I thought that I dominated all the Unicode stuff in Python 2, but it seems that there's something I don't understand. I have this user input from HTML that goes to my python script:
我认为我主宰了Python 2中的所有Unicode内容,但似乎有些东西我不明白。我有来自HTML的用户输入到我的python脚本:
a = "m\xe9dico"
I want this to be médico
(that means doctor). So to convert that to unicode I'm doing:
我希望这是médico(这意味着医生)。所以要将其转换为unicode我正在做:
a.decode("utf-8")
Or:
要么:
unicode(a, "utf-8")
But this is throwing:
但这是投掷:
UnicodeEncodeError: 'ascii' codec can't encode character u'\xe9' in position 1: ordinal not in range(128)
How can achieve this?
怎么能实现这个?
2 个解决方案
#1
5
This is not utf-8:
这不是utf-8:
print txt.decode('iso8859-1')
Out[14]: médico
If you want utf-8 string, use:
如果你想要utf-8字符串,请使用:
txt.decode('iso8859-1').encode('utf-8')
Out[15]: 'm\xc3\xa9dico'
#2
2
You can prefix your string with a u
to mark it as a unicode literal:
您可以在字符串前加上u来将其标记为unicode文字:
>>> a = u'm\xe9dico'
>>> print a
médico
>>> type(a)
<type 'unicode'>
or, to convert an existing string:
或者,转换现有字符串:
>>> a = 'm\xe9dico'
>>> type(a)
<type 'str'>
>>> new_a = unicode(a,'iso-8859-1')
>>> print new_a
médico
>>> type(new_a)
<type 'unicode'>
>>> new_a == u'm\xe9dico'
True
Further reading: Python docs - Unicode HOWTO.

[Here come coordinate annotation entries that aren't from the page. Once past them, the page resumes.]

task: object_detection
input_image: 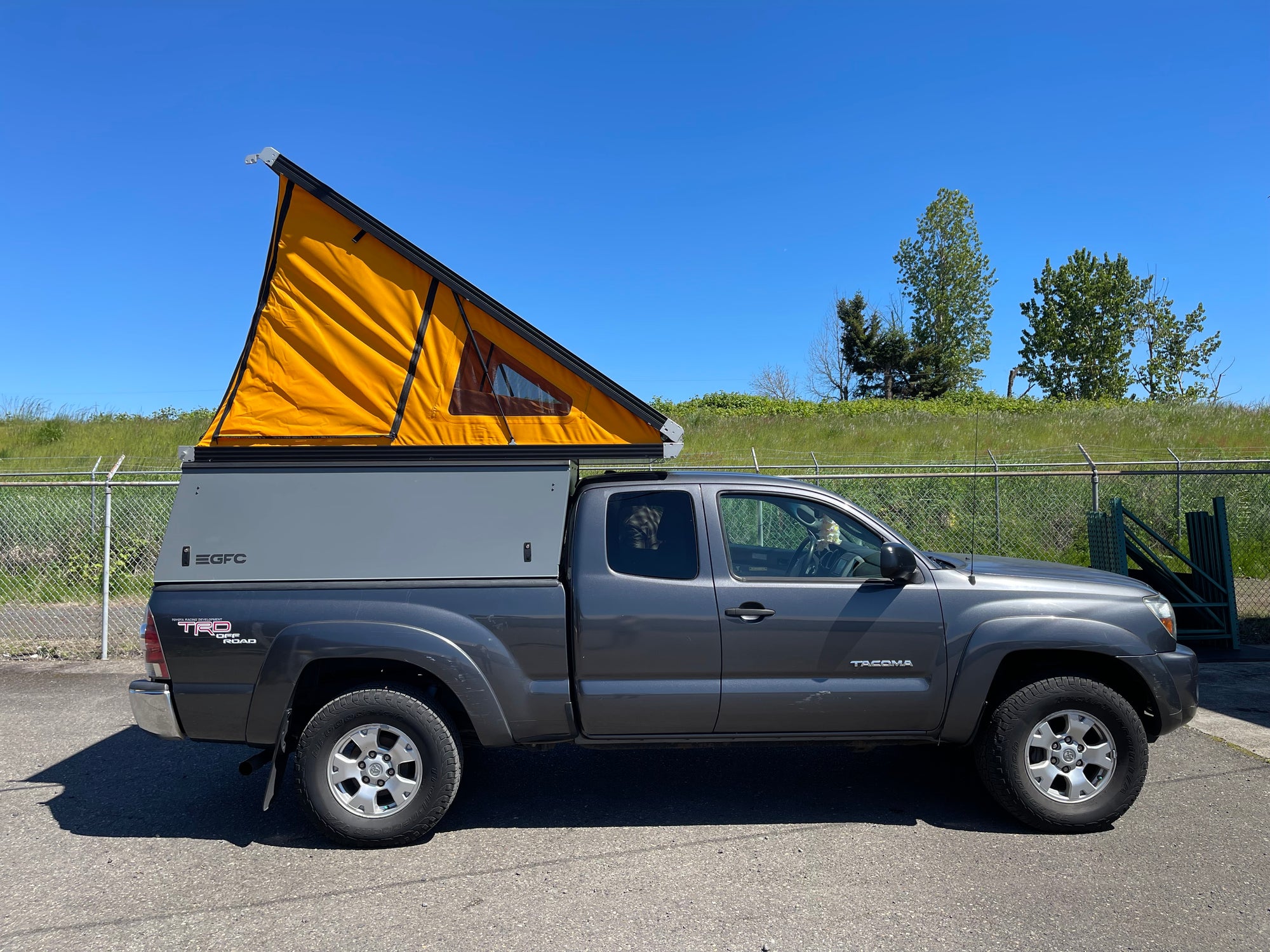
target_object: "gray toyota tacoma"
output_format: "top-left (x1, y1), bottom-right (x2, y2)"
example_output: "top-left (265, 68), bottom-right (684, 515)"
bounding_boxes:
top-left (130, 467), bottom-right (1196, 845)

进一步阅读:Python文档 - Unicode HOWTO。
#1
5
This is not utf-8:
这不是utf-8:
print txt.decode('iso8859-1')
Out[14]: médico
If you want utf-8 string, use:
如果你想要utf-8字符串,请使用:
txt.decode('iso8859-1').encode('utf-8')
Out[15]: 'm\xc3\xa9dico'
#2
2
You can prefix your string with a u
to mark it as a unicode literal:
您可以在字符串前加上u来将其标记为unicode文字:
>>> a = u'm\xe9dico'
>>> print a
médico
>>> type(a)
<type 'unicode'>
or, to convert an existing string:
或者,转换现有字符串:
>>> a = 'm\xe9dico'
>>> type(a)
<type 'str'>
>>> new_a = unicode(a,'iso-8859-1')
>>> print new_a
médico
>>> type(new_a)
<type 'unicode'>
>>> new_a == u'm\xe9dico'
True
Further reading: Python docs - Unicode HOWTO.
进一步阅读:Python文档 - Unicode HOWTO。